Let $w:\mathbb{R}^m\rightarrow\mathbb{R}^m$ a strongly monotone map, that is, there exists a $\gamma>0$ such that $$ h^\top [w(x+h)-w(x)]\geq \gamma\cdot \| h\|^2, $$ for any $x,h\in\mathbb{R}^m$
Let $K=K^\top\in\mathbb{R}^{m\times m}$ a positive definite matrix. I'm interested in proving that the following inequality holds: $$ y^\top [w(x+Kh)-w(x)]\geq \gamma\cdot y^\top Kh $$ for any $x,h\in\mathbb{R}^m$.
For the scalar case, i.e. $m=1$, the proof is pretty easy. From strong monotonicity, we have that $$ (Kh)\cdot[w(x+Kh)-w(x)]\geq \gamma\cdot (Kh)^2, $$ which implies $$ w(x+Kh)-w(x)\geq \gamma\cdot Kh. $$
Then, we can use the latter to get: $$ y[w(x+Kh)-w(x)]\geq \gamma\cdot yKh. $$
Is it possible to generalize for $m>1$?
Discussing only the 1D case:
Note that $K = 1$ may always be assumed (in dimensions 1 or higher), and you may write $h = ah_0$ and assume $y \in \{-1,1\}$ in 1-D.
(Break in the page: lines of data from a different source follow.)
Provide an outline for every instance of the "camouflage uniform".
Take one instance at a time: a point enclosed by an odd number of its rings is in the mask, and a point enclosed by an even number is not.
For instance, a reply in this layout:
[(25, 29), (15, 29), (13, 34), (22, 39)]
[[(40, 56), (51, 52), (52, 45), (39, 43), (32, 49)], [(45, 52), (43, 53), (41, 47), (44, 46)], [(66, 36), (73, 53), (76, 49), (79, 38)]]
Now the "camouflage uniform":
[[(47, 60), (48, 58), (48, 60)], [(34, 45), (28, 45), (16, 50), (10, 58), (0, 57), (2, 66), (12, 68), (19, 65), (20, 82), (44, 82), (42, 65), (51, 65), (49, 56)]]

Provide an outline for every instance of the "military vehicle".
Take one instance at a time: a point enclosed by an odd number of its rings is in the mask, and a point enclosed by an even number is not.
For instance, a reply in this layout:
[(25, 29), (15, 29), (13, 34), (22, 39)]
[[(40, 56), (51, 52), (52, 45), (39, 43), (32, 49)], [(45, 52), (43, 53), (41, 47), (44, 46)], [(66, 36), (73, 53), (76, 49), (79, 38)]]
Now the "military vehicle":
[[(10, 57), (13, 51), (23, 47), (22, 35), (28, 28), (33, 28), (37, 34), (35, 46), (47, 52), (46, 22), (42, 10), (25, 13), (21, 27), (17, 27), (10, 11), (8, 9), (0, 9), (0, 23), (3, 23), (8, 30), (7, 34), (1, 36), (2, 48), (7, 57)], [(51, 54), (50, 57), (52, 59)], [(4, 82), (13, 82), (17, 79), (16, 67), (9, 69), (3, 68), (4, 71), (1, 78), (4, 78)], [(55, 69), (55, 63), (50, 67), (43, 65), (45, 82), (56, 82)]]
If $y$ and $h$ are further restricted to have the same sign, the assumption $y(w(x+h)-w(x)) \ge \gamma yh$ for all $h, y, x$ implies $\frac{w(x+h)-w(x)}{h} \ge \gamma$ for all $x, h>0$ which is equivalent to $w'(x) \ge \gamma$ as soon as $w$ is smooth.
If $y, w$ are restricted to have opposite signs, the equivalent statement is $w'(x) \le - \gamma$.
If $y$ and $h$ are not restricted, no such $w$ exists, since this would imply $0 < \gamma \le - \gamma$.